Was machen Parteien und Politiker also falsch? Vermarkten sie sich zwar wie Seife, dies aber noch im Stil der 1950er-Jahre? Tatsächlich haben sich Wahlplakate und Werbespots der Parteien in den letzten Jahrzehnten viel weniger geändert als die Auftritte von Markenprodukten. Wäre es somit möglich, mit kreativen und mutigen Werbeagenturen aus den Parteien doch noch Topbrands zu machen und Politiker endlich in Stars zu verwandeln, die von Fanclubs und Groupies umschwärmt werden? Kaum einer dürfte ernsthaft daran glauben. Ist das Produkt „Politik“ also wirklich so schlecht, dass selbst aufwendige Kampagnen kein deutlich besseres Image bereiten könnten?

Spätestens an dieser Stelle wird man bemerken, dass Sennett eine wesentliche Differenz von Warenwelt und Politik außer Acht lässt. Politik findet, zumindest in einer Demokratie, im Dialog, ja in kontroversen Auseinandersetzungen statt – die Werbebotschaften der Marken hingegen bieten viele, viele Monologe. Das aber bedeutet, dass die Wähler neben dem Selbstlob der Politiker immer mindestens so viel kritische, oft sogar polemisch abwertende Stimmen hören: kein Slogan, kein für das eigene Image reklamierter Wert, den der politische Gegner unkommentiert ließe. Bei Konsumgütern hingegen bleibt das Eigenlob unwidersprochen. Unternehmen haben keinen Generalsekretär, dessen Hauptaufgabe darin besteht, die Produkte der Mitbewerber schlechtzureden. Dass das so ist, hat einen einzigen Grund: das Verbot vergleichender Werbung, nach dem es höchstens erlaubt ist, objektive, allgemein nachprüfbare Tatsachenbehauptungen über einen Konkurrenten zu machen.

Existierte es auch in der Politik, wäre die Demokratie als Wettstreit von Ideen und Personen am Ende. Statt eines Parlaments und Talkrunden im Fernsehen bräuchte man dann – nicht nur vor Wahlen – Werbeblöcke für die verschiedenen Parteien, die nur für sich und nie gegen die Konkurrenz sprechen dürften.

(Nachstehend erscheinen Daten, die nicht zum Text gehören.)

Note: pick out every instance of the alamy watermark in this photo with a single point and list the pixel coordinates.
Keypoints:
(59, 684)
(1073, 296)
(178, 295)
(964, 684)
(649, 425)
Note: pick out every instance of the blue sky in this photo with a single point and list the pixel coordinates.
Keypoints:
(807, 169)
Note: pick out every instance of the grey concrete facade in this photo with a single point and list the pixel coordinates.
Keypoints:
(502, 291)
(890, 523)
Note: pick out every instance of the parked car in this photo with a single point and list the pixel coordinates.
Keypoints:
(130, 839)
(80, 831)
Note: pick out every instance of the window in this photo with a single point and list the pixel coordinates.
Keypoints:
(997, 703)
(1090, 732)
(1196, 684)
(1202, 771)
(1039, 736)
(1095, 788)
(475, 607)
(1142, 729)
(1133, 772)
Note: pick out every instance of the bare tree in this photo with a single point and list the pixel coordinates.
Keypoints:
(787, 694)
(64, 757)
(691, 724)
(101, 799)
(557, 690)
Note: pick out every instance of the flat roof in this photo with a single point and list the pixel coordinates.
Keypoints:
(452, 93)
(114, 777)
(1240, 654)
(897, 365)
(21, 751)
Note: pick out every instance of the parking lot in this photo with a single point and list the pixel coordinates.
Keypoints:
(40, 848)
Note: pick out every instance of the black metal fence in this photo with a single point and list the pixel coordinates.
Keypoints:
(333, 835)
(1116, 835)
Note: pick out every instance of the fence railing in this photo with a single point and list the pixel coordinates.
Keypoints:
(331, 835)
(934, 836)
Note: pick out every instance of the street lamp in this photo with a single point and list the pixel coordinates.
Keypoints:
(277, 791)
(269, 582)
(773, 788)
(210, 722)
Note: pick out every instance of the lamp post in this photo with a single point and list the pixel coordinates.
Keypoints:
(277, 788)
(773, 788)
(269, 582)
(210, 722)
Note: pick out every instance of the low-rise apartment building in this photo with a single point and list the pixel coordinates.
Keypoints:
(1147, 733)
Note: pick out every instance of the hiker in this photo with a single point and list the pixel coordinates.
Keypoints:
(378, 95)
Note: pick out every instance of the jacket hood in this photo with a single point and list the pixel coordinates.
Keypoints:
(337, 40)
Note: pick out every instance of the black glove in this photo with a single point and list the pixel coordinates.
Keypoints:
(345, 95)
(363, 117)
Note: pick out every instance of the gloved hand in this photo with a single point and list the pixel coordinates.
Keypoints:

Was aber passierte umgekehrt, wenn das Verbot vergleichender Werbung für die Warenwelt ganz aufgehoben würde? Sofern sich dann Anbieter gegenseitig schlecht machten, entstünde ein düstereres Bild der Konsumgüter: Noch bevor eine Marke zum Kult würde, wäre sie durch andere Marken zumindest relativiert worden, ja wäre gezwungen, sich gegen Angriffe zur Wehr zu setzen und selbst aggressiv zu werden. Das Image von Makellosigkeit und Unschuld, das heute jedoch so viele Marken begehrenswert macht, wäre nicht länger zu halten. Eine allgemeine Konsumverdrossenheit wäre im weiteren nicht auszuschließen.

Die Dominanz der monologisch vermarkteten Konsumkultur ist heutzutage jedoch so stark, dass die Tendenz besteht, alles nach ihren Regeln zu beurteilen. Und das liefert auch eine Erklärung für das Phänomen der Politikverdrossenheit: Da Werbung und Marketing auf offene Auseinandersetzung und Kontroverse verzichten, fühlen sich viele Menschen bereits befremdet, sobald irgendwo laut gestritten wird.

Wenn man zumal der jüngeren Generation vorhält, sie sei zu brav und konfliktscheu, dann ist diese Eigenheit also sicher auch auf die Prägung durch die narzisstische Markenwelt zurückzuführen. Statt es gut zu finden, wenn sich verschiedene Parteien widersprechen oder gar angreifen, flüchtet man sich lieber in die aseptische Welt der Konsumprodukte.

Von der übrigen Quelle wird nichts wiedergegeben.